Review

-193- Berguru Pada 5 Guru Kecilku

Friday, July 01, 2016



Bismillahirrahmanirrahim.

Akhirnya, saya jadi memahami dengan baik, mengapa hak menjatuhkan talak ada pada lelaki, karena kalau tidak, perkataan cerai akan jatuh secara gegabah dan begitu mudah. :)

Sebagaimana saya yang seringkali membutuhkan waktu menyendiri dan berulang kali berucap,
"I give up!", "aku menyerah menghadapinya, tolong selesaikan", yang frekuensinya bisa sampai dua hingga empat kali seminggu. Saat parah-parahnya, bisa satu kali sehari. :).

Itu terjadi saat saya merasa payah, kehabisan akal dan stok kesabaran menghadapi polah tingkah Fifi. Coba bayangkan betapa tidak logisnya perempuan. Sedikit-sedikit merajuk dan mudah sekali menyerah. :p

"Ishbir...ishbir... Tenang... Hirup napas dalam-dalam", begitu selalu kata-kata suami menenangkan sambil menyunggingkan senyuman.

"Iya, tapi tadi tuh... Udah berapa kali aku kasih tahu... Bla..bla..bla..", keluarlah semua ocehan dari dalam perut bumi, :p.

"Katanya mau punya anak kembar tiga...", timpalnya lagi dengan garis senyuman yang lebih lebar.

Langsung luluh kalau sudah dinasihatin begitu. Iya ya, ini gimana kalau doanya terijabah beneran. Mana saya sudah kadung terlalu pede dan nggaya bisa ngurus banyak anak bersamaan. :). Satu saja, belajar sabarnya berliku dan panjaaaang, bagaimana kalau anaknya banyak, kembar dua, kembar tiga, kembar lima. MasyaAllah, gak kebayang bagaimana manajemennya.


Pernah, beberapa kali saya mengucap 'serapah' saat marah. Menahan gemerutuk gigi yang inginnya mengumpat dan meluapkan gejolak emosi panas.

Saya katakan pada Fifi,
"Ya Allah Nak, mudah-mudahan nanti Fifi kalau sudah besar jadi perempuan salehah, jadi isteri dan ibu yang salehah, punya banyak keturunan, anaknya dua belas".

Ternyata ucapan saya itu sedemikian membekas. Hingga suatu malam, di saat ia mengantuk berat dan sudah ingin menutup mata, tiba-tiba bangun kembali,

"Bunda... Bunda.. Rasa-rasanya Fifi itu gak bisa Bunda punya anak dua belas"

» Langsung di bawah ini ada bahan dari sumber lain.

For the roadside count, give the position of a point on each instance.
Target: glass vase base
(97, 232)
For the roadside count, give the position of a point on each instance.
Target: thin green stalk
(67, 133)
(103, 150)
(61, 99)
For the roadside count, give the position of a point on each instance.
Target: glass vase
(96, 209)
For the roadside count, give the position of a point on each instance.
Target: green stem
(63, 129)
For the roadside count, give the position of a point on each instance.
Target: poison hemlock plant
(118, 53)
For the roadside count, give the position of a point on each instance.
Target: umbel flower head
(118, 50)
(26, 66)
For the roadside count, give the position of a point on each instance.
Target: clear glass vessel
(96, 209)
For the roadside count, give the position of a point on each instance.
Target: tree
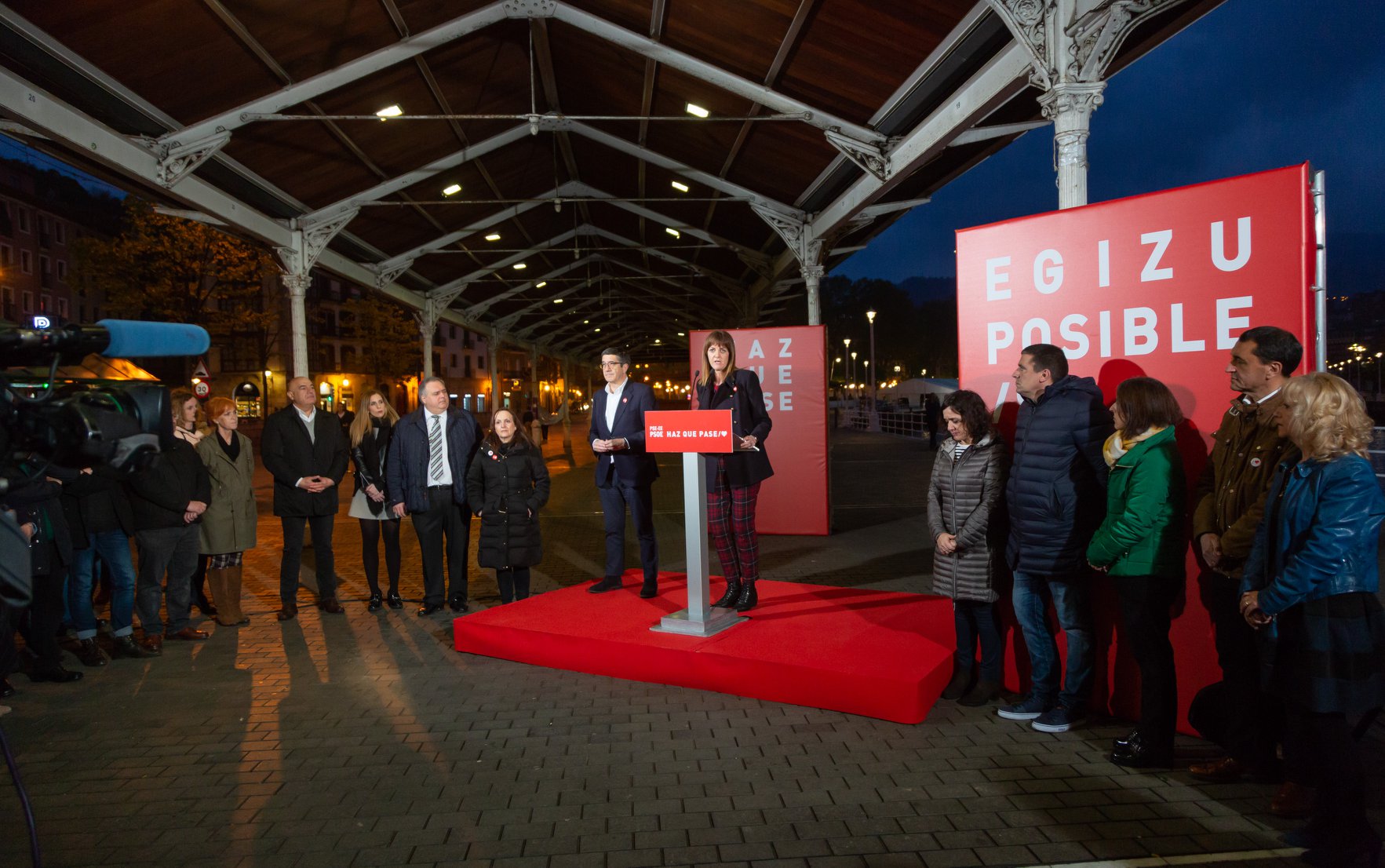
(169, 269)
(387, 335)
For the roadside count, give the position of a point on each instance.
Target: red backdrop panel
(1155, 286)
(793, 369)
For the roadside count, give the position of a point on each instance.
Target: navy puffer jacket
(1057, 478)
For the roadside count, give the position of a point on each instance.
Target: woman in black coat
(733, 480)
(370, 435)
(507, 483)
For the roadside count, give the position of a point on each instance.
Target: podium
(693, 432)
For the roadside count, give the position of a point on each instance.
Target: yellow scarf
(1118, 446)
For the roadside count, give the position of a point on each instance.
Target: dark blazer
(161, 493)
(635, 465)
(290, 454)
(406, 465)
(742, 396)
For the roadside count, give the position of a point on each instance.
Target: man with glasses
(625, 471)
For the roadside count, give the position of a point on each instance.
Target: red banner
(793, 369)
(1158, 286)
(689, 431)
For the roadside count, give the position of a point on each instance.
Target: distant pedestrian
(507, 485)
(966, 501)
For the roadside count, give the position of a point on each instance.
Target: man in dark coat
(1055, 500)
(168, 501)
(625, 471)
(305, 450)
(425, 476)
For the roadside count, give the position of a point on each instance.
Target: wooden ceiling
(151, 68)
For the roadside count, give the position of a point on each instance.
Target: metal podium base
(683, 623)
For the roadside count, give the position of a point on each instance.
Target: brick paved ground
(363, 739)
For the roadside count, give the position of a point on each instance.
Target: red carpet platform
(865, 652)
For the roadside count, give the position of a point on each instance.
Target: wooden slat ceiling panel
(855, 53)
(153, 58)
(742, 39)
(312, 36)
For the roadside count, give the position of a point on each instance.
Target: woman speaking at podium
(733, 480)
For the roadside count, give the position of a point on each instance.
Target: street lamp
(874, 416)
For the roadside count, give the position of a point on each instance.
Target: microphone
(114, 338)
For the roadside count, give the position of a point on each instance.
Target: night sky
(1254, 85)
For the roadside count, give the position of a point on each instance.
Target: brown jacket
(1230, 494)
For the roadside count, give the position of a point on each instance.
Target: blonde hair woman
(1310, 589)
(229, 522)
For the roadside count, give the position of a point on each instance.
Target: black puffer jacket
(507, 487)
(1055, 494)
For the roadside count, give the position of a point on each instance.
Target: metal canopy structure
(548, 150)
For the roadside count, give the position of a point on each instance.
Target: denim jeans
(1070, 601)
(114, 549)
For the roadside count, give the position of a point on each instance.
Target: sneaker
(1059, 720)
(1030, 709)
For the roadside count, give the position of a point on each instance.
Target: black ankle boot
(748, 597)
(733, 590)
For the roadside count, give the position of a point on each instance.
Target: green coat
(229, 522)
(1143, 531)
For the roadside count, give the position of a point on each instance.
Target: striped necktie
(436, 450)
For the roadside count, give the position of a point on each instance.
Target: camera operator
(168, 500)
(39, 511)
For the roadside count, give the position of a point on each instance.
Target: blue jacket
(1057, 478)
(1323, 538)
(406, 465)
(633, 465)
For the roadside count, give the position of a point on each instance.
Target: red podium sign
(689, 431)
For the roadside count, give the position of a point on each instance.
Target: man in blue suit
(625, 471)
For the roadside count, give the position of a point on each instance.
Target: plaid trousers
(731, 522)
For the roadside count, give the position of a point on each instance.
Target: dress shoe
(90, 654)
(747, 598)
(1218, 771)
(1139, 755)
(733, 590)
(1292, 801)
(54, 673)
(126, 647)
(960, 684)
(985, 692)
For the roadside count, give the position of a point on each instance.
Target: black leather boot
(748, 597)
(733, 590)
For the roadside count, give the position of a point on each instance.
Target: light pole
(874, 413)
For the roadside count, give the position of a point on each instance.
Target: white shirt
(614, 403)
(443, 478)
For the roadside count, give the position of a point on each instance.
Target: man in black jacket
(425, 476)
(168, 501)
(1055, 500)
(305, 450)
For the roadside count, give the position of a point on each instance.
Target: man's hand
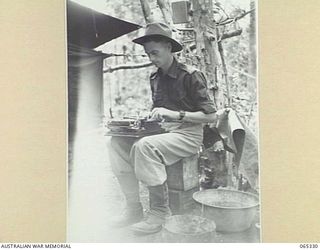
(223, 113)
(164, 114)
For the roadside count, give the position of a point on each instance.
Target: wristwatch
(182, 114)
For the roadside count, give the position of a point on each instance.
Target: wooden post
(207, 47)
(166, 12)
(146, 11)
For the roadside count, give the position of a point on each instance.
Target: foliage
(128, 91)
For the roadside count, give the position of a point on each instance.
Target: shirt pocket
(180, 97)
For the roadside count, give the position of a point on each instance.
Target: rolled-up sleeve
(200, 95)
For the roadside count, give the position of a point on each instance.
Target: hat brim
(176, 46)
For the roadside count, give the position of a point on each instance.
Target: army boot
(159, 211)
(133, 212)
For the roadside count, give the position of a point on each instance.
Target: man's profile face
(159, 53)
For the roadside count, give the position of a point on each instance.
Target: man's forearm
(199, 117)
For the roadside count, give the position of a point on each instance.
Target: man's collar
(173, 70)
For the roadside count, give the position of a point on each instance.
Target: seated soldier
(181, 101)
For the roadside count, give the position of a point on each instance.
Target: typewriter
(133, 127)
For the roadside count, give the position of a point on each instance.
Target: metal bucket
(231, 210)
(188, 228)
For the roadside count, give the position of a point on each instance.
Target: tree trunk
(207, 47)
(146, 11)
(166, 11)
(252, 51)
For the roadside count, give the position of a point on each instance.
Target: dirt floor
(94, 198)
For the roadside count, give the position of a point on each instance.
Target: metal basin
(188, 228)
(231, 210)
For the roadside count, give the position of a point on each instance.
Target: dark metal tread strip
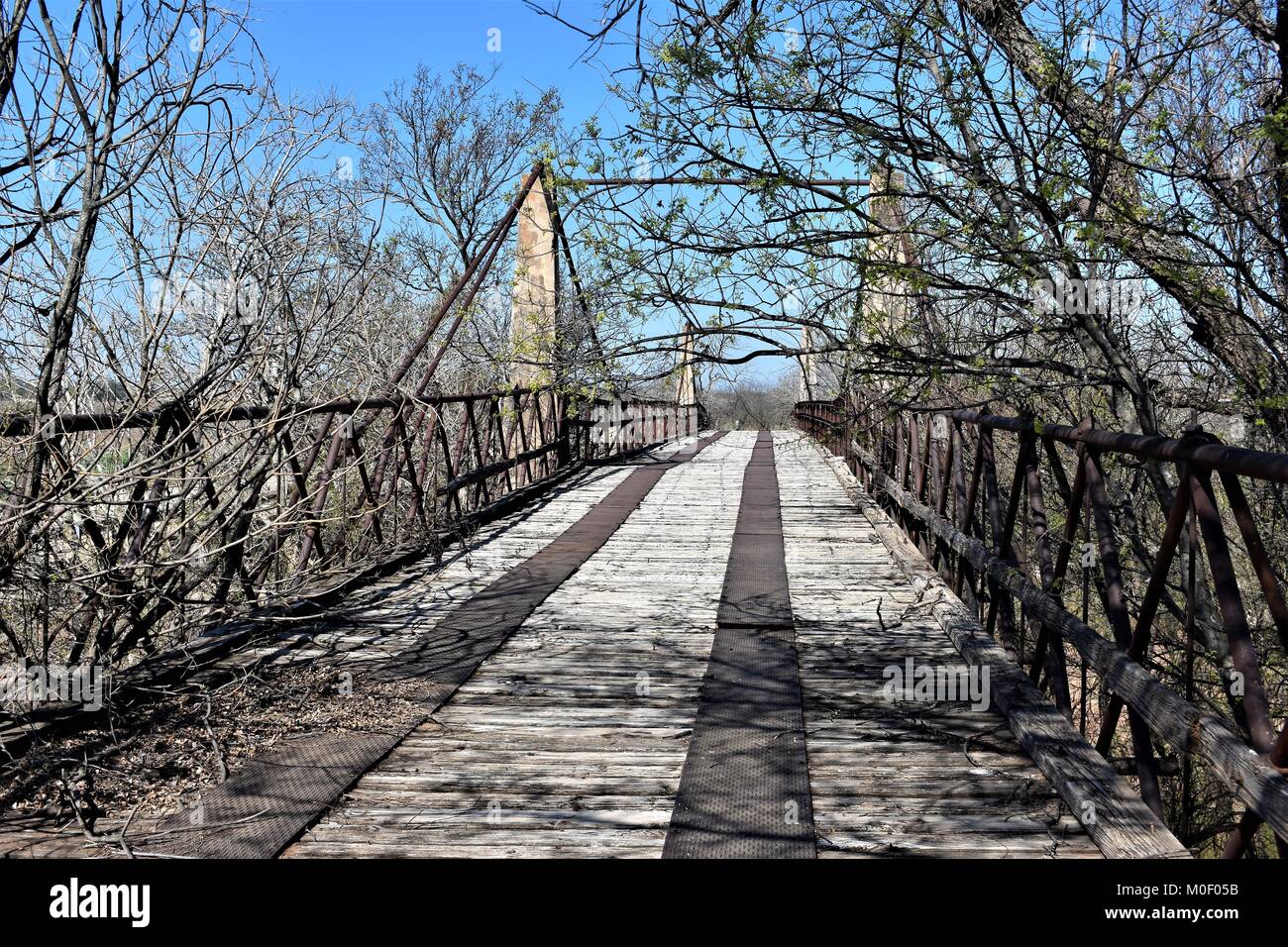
(275, 796)
(745, 785)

"Ha?"... Saya masih terheran-heran, mau tidur kenapa ngomongin anak dua belas.

"Kenapa memang Nak?"

"Fifi bingung Bunda, Fifi gak bisa urusnya". Wajahnya serius sekali waktu mengucapkan ini.

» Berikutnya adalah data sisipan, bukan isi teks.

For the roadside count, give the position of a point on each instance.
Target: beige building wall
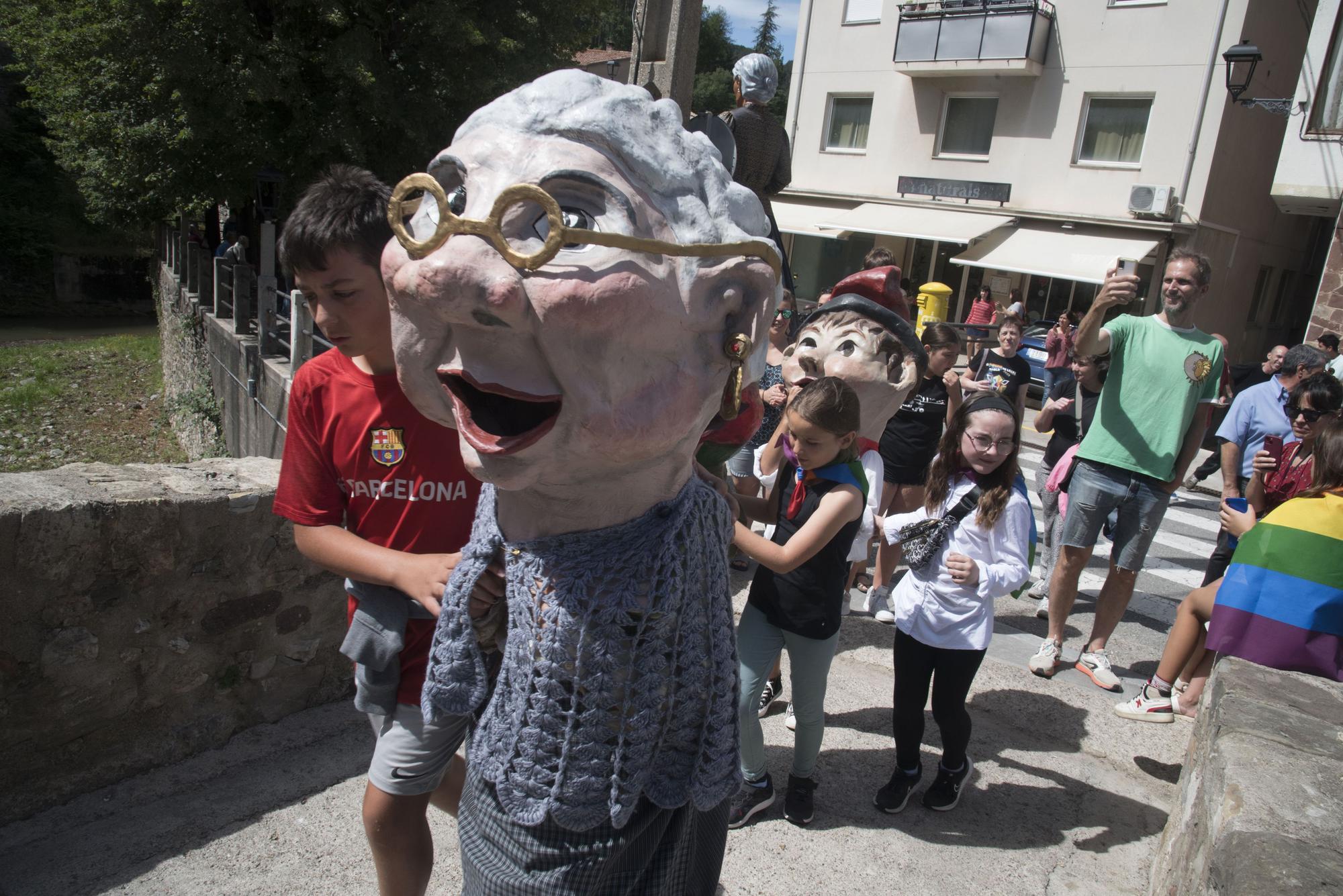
(1158, 50)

Ya Allah, antara lucu, menghibur, dan reflek membuat saya sumringah sendiri.
Tuh, anak umur 6 tahun saja tahu..., :).

Sudah lama berlalu. Semalam, sebelum tidur, masih sempat-sempatnya Fifi membahas tema yang sama.
"Bunda, kalau anaknya dua belas, pembantunya berapa Bunda?" :D.

"Ngapain pake pembantu?"

"Nanti siapa yang bantu Fifi? Bunda kan sudah tua. Sudah nenek-nenek..". Alamak, ini anak... Di seriusin bener-bener. :D

"Kalau anaknya banyak, malah enak, nanti ada yang bantu cuci piring, yang satu cuci baju, yang satu jagain adek, semuanya bakal bantu Fifi, malah enak loh Fi", ini emaknya malah ngomporin. :). Ya, karena si anak nanyanya diseriusin, saya juga menjawabnya diseriusin. :D.

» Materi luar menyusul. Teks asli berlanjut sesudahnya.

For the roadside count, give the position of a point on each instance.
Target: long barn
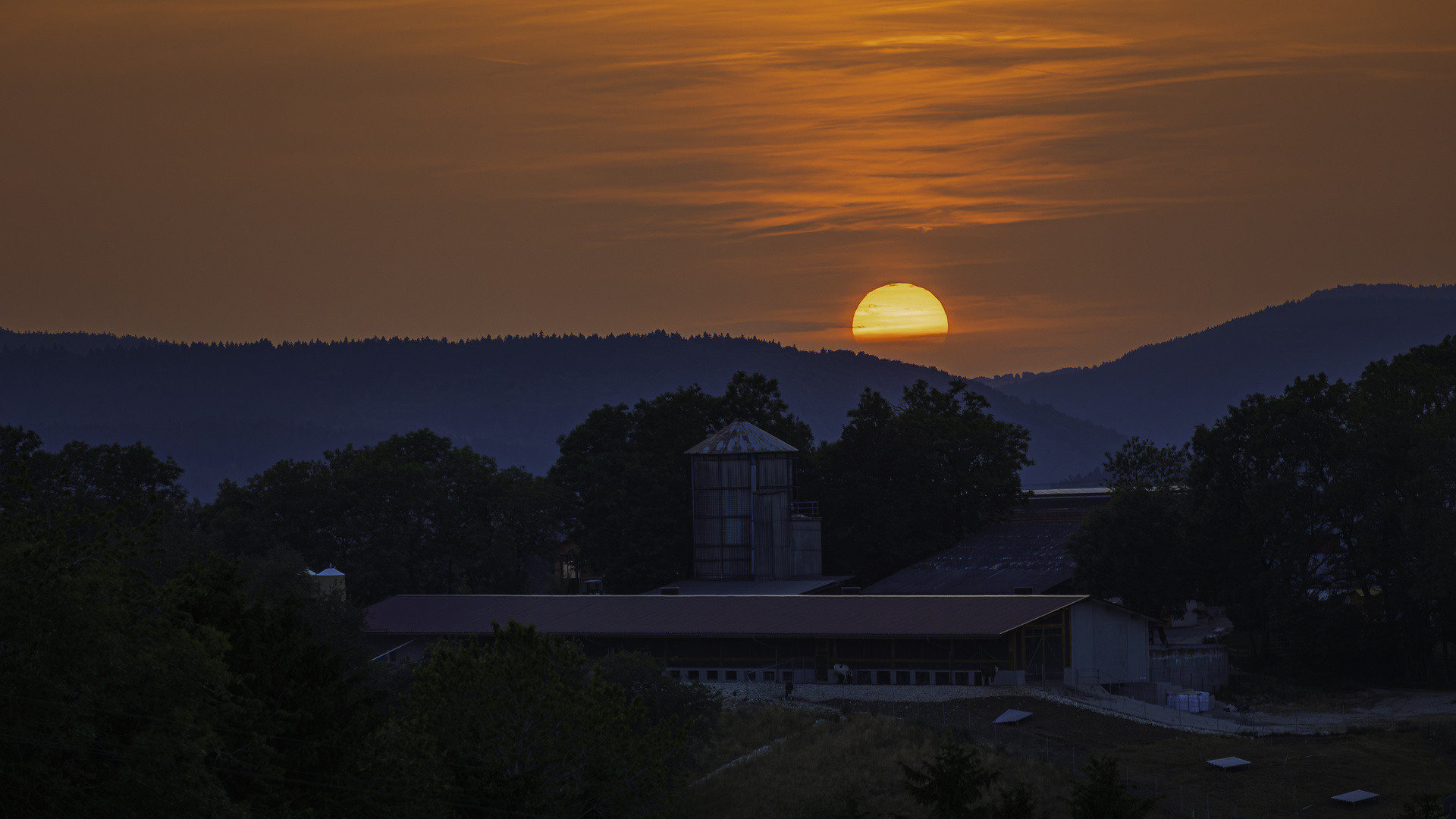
(883, 640)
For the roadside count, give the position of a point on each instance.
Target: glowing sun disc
(899, 312)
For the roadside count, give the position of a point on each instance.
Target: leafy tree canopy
(411, 515)
(625, 480)
(909, 480)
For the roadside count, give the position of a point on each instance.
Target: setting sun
(897, 312)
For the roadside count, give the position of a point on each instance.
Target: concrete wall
(1109, 645)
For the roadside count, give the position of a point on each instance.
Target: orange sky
(1072, 180)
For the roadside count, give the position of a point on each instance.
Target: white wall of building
(1109, 645)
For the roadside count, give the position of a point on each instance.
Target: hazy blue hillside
(234, 410)
(1163, 391)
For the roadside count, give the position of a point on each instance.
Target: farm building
(896, 640)
(1024, 556)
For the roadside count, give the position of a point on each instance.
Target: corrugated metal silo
(743, 509)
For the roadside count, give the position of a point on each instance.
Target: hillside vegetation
(232, 410)
(1164, 390)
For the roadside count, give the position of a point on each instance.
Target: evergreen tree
(1103, 795)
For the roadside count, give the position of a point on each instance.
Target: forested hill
(232, 410)
(1163, 391)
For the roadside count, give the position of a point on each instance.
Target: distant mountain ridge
(232, 410)
(1163, 391)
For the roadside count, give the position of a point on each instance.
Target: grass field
(813, 771)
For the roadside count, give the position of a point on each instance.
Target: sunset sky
(1071, 178)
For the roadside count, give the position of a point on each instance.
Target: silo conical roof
(740, 438)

Fifi masih tampak belum puas dengan jawaban saya, lalu kemudian menawar.
"Satu saja Bunda, satu aja deh pembantunya", wajahnya masih tampak serius, dan sepertinya benar-benar berpikir betapa beratnya mengurus anak dua belas sendirian.
Rasanya tak tahan untuk tertawa. :D :D.

"Oalah Nak... Nak. Dah sekarang tidur dulu." :).

###

Luar biasa, maha besar Allah yang telah berkenan menitipkan amanah.

Dalam satu hari, perasaan saya bisa seperti grafik, turun naik, kadang menukik ke bawah dengan tajam, lalu beberapa saat kemudian bisa naik dengan cepat. Sesekali menegangkan, sesekali menjengkelkan, sesekali membahagiakan. :).

Proses belajar untuk mengasuh anak sendiri tidak instan. Selain butuh kekompakan ayah-bunda, seorang ibu yang lebih banyak membersamai anak juga perlu banyak sekali belajar tentang manajemen waktu, belajar tentang sabar, dan belajar untuk menerapkan pola pendidikan yang baik. Semuanya butuh proses. Butuh sabar dan kemauan untuk terus menerus belajar.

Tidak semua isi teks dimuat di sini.